In this blog post we further analyse the impacts of the opinion of the advocate general Hendrik Saugmandsgaard Øe (a.g.) in the Schrems II case.
We will focus, more specifically, on what it means for data exporters and what consequences there may be for them, if the decision of Court of Justice of the European Union (CJEU) on the case is consistent with the a.g’s opinion. Data importers will be the focus of another post, so keep following us for more updates.
You can check our analysis of the decision here, and our preliminary evaluation of the impacts of the opinion here.
From the indications of the a.g., and also from the interpretation of the accountability principle, an exporter transferring data outside of the EU cannot simply rely on signing an agreement based on the Standard Contractual Clauses (SCC) to be sure to comply with the applicable data protection requirements on data transfer. Indeed, this approach is light years away from the ratio of the GDPR itself, which clearly shifted the heavy lifting from authorities to controllers, in terms of decision-making.
The to-do list for the diligent exporter starts long before the signing of the agreement. Indeed, since the selection phase, the exporter is responsible for choosing a reliable counterparty, whether the data importer is a service provider acting as data processor or a business partner acting as an autonomous data controller. This translates, from an accountability perspective, into the ability to demonstrate the reasoning behind the choice and defend it, if need be.
Note that the importers may also be indirectly engaged, i.e. when a data processor of the company relies on sub-processors established outside of the EU to provide its services. This means that the exporter is required to perform accurate checks of the sub-processors prior to providing its green-light to their engagement and to periodically verify (or have its processors verify) their activities and their compliance with the data protection requirements.
Indeed, it is good practice, during the performance of the agreement with a data importer, to perform periodical checks on the importer, regardless of whether the relationship is a long-term or a rather new one. A system of automatic audits and random verifications can represent a useful tool for the exporter that wants to be sure to have control over its data transfer – to this end, a number of means can be used, from questionnaires to interviews, investigations on publicly available sources or certifications.

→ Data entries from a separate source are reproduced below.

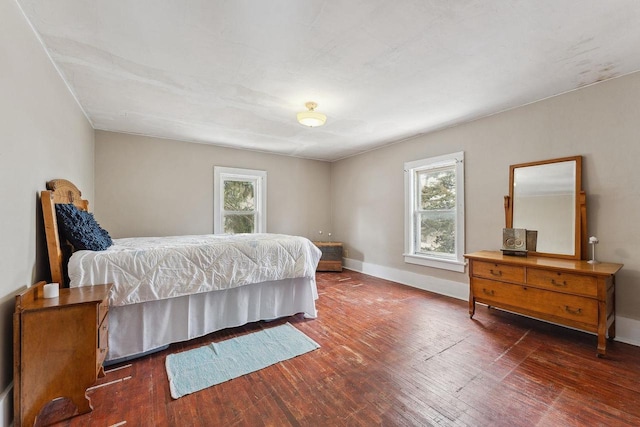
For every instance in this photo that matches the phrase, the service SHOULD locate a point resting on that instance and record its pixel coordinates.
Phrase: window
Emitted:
(434, 212)
(240, 201)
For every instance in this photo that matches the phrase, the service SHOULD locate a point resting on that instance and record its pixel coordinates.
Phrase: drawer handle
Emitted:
(560, 285)
(571, 311)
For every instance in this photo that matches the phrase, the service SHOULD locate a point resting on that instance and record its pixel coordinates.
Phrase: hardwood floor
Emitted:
(395, 356)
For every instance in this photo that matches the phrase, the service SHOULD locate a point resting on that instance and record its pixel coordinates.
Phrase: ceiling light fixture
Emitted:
(311, 118)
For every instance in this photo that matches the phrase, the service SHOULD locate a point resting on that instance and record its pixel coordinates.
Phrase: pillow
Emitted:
(80, 229)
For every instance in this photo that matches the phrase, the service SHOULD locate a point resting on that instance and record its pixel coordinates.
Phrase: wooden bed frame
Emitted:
(59, 191)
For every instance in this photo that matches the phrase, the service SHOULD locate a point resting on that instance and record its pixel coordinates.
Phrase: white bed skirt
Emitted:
(141, 328)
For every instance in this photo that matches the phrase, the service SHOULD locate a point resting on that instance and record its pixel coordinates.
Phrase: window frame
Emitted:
(456, 262)
(259, 178)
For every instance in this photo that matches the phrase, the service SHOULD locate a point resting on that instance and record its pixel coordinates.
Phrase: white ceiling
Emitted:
(236, 72)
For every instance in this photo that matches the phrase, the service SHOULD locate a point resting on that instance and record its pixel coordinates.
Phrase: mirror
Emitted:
(547, 196)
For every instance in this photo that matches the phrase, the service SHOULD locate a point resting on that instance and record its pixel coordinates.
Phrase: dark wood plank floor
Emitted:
(395, 356)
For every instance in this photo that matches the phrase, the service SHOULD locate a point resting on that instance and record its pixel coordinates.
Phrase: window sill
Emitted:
(444, 264)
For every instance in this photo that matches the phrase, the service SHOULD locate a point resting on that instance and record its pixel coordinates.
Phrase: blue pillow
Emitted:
(81, 229)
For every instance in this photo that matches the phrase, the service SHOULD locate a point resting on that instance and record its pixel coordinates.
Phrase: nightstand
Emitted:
(331, 259)
(59, 346)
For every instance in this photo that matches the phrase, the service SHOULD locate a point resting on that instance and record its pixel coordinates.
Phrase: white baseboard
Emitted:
(627, 330)
(6, 406)
(428, 283)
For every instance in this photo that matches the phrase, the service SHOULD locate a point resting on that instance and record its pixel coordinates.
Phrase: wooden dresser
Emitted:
(331, 256)
(567, 292)
(59, 347)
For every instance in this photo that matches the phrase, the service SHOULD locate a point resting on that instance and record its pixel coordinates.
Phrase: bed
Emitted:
(157, 300)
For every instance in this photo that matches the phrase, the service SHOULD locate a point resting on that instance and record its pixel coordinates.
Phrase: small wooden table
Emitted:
(59, 346)
(331, 256)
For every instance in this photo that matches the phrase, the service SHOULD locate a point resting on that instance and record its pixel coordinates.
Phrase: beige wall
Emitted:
(150, 187)
(43, 135)
(599, 122)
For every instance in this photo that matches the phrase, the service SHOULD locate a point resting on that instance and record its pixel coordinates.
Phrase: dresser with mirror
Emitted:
(553, 282)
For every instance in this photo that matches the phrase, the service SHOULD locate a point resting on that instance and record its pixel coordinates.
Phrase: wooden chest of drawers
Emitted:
(59, 347)
(566, 292)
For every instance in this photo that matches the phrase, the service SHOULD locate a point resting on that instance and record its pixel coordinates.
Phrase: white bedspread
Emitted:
(153, 268)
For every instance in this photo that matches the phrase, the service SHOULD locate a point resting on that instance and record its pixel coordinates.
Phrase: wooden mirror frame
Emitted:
(580, 222)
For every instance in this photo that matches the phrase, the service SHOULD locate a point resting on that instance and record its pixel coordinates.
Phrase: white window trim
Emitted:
(222, 174)
(456, 263)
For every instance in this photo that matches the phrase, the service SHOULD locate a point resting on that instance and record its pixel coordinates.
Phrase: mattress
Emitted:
(155, 268)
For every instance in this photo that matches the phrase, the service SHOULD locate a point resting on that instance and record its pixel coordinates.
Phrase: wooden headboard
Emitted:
(59, 191)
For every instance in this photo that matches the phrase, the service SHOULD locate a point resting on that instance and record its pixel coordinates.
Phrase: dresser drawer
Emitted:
(564, 282)
(495, 271)
(572, 307)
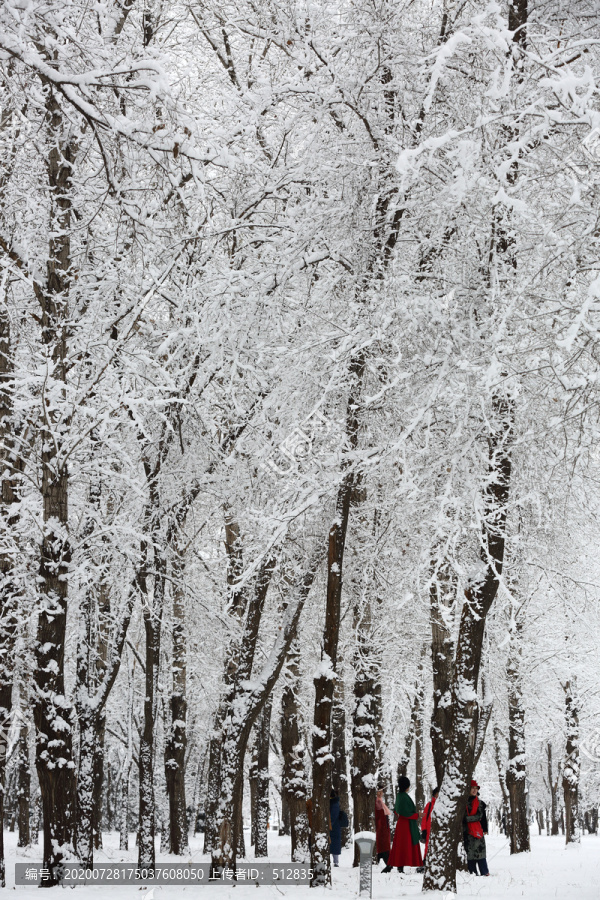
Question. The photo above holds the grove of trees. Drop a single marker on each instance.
(299, 403)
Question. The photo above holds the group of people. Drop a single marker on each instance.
(406, 850)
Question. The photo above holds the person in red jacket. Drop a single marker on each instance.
(426, 820)
(382, 827)
(405, 849)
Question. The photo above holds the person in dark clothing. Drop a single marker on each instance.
(405, 849)
(426, 823)
(337, 820)
(382, 827)
(475, 827)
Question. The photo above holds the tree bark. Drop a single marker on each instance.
(262, 779)
(53, 714)
(440, 872)
(442, 596)
(236, 609)
(176, 743)
(339, 775)
(516, 772)
(12, 468)
(249, 699)
(498, 739)
(571, 765)
(325, 677)
(24, 790)
(293, 783)
(365, 755)
(252, 781)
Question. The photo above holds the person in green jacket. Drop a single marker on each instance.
(406, 849)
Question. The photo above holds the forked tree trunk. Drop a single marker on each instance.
(498, 740)
(516, 771)
(339, 775)
(571, 765)
(263, 727)
(293, 783)
(53, 715)
(249, 699)
(325, 677)
(553, 788)
(440, 872)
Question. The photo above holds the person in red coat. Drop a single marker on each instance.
(382, 827)
(405, 849)
(426, 820)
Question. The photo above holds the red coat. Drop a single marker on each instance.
(382, 827)
(426, 822)
(404, 852)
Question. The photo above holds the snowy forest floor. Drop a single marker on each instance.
(549, 871)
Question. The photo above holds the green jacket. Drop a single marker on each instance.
(405, 807)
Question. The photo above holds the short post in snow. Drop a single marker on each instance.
(365, 841)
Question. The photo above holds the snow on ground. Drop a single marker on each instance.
(550, 870)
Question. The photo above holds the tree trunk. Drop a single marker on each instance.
(339, 775)
(440, 872)
(52, 712)
(236, 609)
(325, 678)
(124, 806)
(252, 781)
(249, 699)
(571, 766)
(419, 761)
(364, 723)
(498, 738)
(24, 790)
(516, 772)
(293, 782)
(147, 814)
(553, 787)
(176, 743)
(442, 593)
(263, 727)
(12, 468)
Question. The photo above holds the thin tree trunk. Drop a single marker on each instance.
(419, 753)
(498, 739)
(263, 727)
(339, 776)
(252, 781)
(440, 872)
(553, 787)
(442, 596)
(176, 743)
(236, 608)
(249, 698)
(12, 467)
(147, 814)
(571, 765)
(52, 713)
(293, 783)
(24, 790)
(365, 755)
(325, 678)
(516, 771)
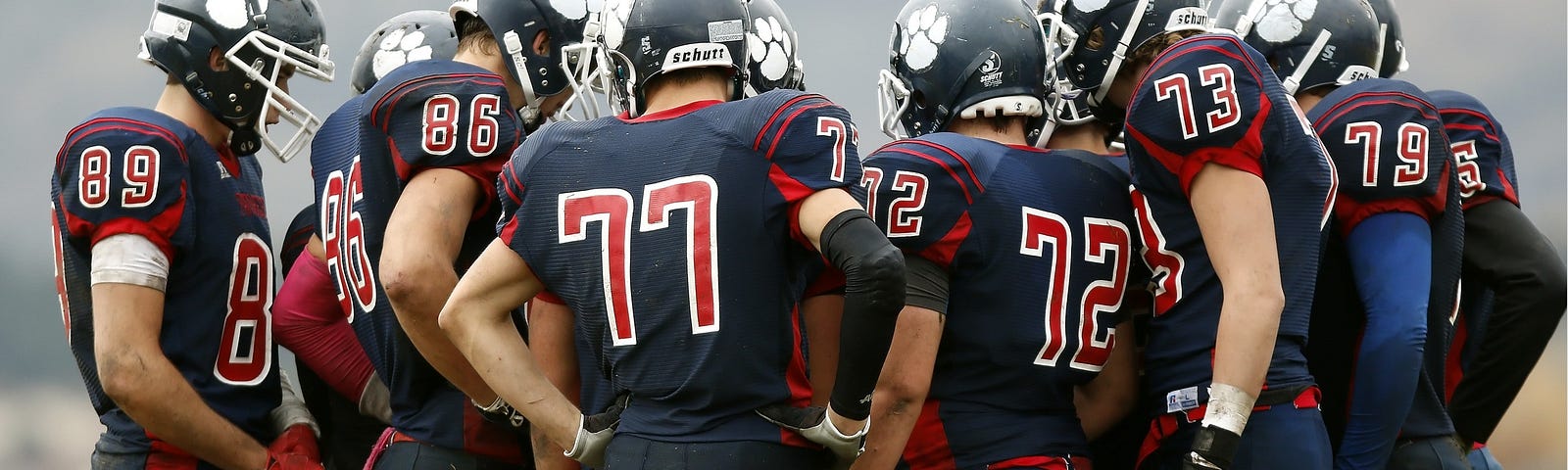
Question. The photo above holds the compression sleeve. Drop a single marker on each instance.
(311, 323)
(874, 286)
(1520, 265)
(1392, 258)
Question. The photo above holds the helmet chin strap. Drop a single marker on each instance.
(1120, 55)
(519, 70)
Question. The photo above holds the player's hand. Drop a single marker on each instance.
(1212, 448)
(501, 412)
(297, 441)
(595, 433)
(815, 427)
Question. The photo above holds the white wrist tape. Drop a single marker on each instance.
(292, 411)
(129, 258)
(1228, 407)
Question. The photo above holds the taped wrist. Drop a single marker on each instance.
(874, 292)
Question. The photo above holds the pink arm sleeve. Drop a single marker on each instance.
(311, 323)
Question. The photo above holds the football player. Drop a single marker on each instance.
(1515, 279)
(692, 313)
(308, 313)
(1231, 188)
(161, 227)
(404, 215)
(1388, 286)
(977, 209)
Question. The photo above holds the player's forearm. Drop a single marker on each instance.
(499, 354)
(1528, 278)
(417, 297)
(156, 396)
(1110, 396)
(822, 315)
(551, 337)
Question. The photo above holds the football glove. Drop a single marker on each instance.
(1212, 448)
(294, 450)
(595, 433)
(815, 427)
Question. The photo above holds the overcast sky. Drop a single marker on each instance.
(68, 59)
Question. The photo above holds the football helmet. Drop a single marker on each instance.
(963, 60)
(1313, 43)
(642, 39)
(405, 38)
(514, 24)
(1393, 60)
(259, 39)
(1121, 24)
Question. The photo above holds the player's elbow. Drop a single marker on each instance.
(880, 274)
(407, 282)
(120, 373)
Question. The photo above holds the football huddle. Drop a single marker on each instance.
(624, 234)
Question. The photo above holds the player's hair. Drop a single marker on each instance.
(474, 35)
(1152, 47)
(682, 77)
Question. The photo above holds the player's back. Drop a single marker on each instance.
(1212, 99)
(138, 171)
(420, 117)
(1039, 247)
(674, 232)
(1388, 143)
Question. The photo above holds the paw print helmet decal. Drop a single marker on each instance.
(963, 59)
(1309, 43)
(640, 39)
(773, 49)
(405, 38)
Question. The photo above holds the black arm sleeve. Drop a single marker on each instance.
(872, 298)
(927, 284)
(1525, 273)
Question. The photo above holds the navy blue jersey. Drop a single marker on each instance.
(1388, 145)
(1039, 247)
(138, 171)
(422, 115)
(1481, 149)
(671, 237)
(1212, 99)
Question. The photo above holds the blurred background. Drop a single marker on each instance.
(71, 59)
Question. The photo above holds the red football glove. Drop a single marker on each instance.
(294, 448)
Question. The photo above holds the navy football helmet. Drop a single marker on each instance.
(1123, 25)
(963, 60)
(1311, 43)
(1393, 60)
(405, 38)
(642, 39)
(514, 24)
(259, 39)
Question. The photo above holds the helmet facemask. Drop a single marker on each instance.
(266, 70)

Furthermore, from a practical perspective, for those jurisdictions that are identified as critical or vital to its business activities, the exporter should make sure to perform a detailed analysis of the same, engage in legal advice if needed and make sure to have respected voices in support of its most critical decisions regarding data transfers.
Indeed, even though the clauses of the SCC impose on the importer the obligation to inform the exporter when the former believes it is no longer able to comply with the provisions of the SCC, the diligent exporter should not take the importer’s word for it. There are cases, in fact, in which the exporter is almost required to act proactively and independently – think of those circumstances when word is out that a new bill, under discussion, may introduce government control over or indiscriminate access to the data the importer holds.
Whenever there are indications that the ability of the importer to honour its contractual obligations under the SCC is impacted, the exporter should make sure to seek legal advice from local counsel and anticipate the effects of the changes in the legal scenario, or at least prepare for them. More generally, the prudent exporter will want to document that and how it has assessed the risk of a breach of the SCC obligations by its data importer as that will enable it to defend its position if ever challenged.
In addition, from a compliance point of view, there may be circumstances in which the exporter is required or suggested to perform a data protection impact assessment, so as to analyse the options available to him and be certain to consider their consequences over the rights and freedoms of the people involved. This would guarantee compliance with the accountability principle and leave the exporter best equipped to face the possible consequences of its decisions in case of claims or investigations.
In conclusion, data transfer, as well as any other aspect of data processing, is to be read in conjunction with and according to the principles of the GDPR, and notably with the principle of accountability. And although the burden on the controller/exporter is higher than before, relying on expert advice and thorough preparation represent a good recipe for success.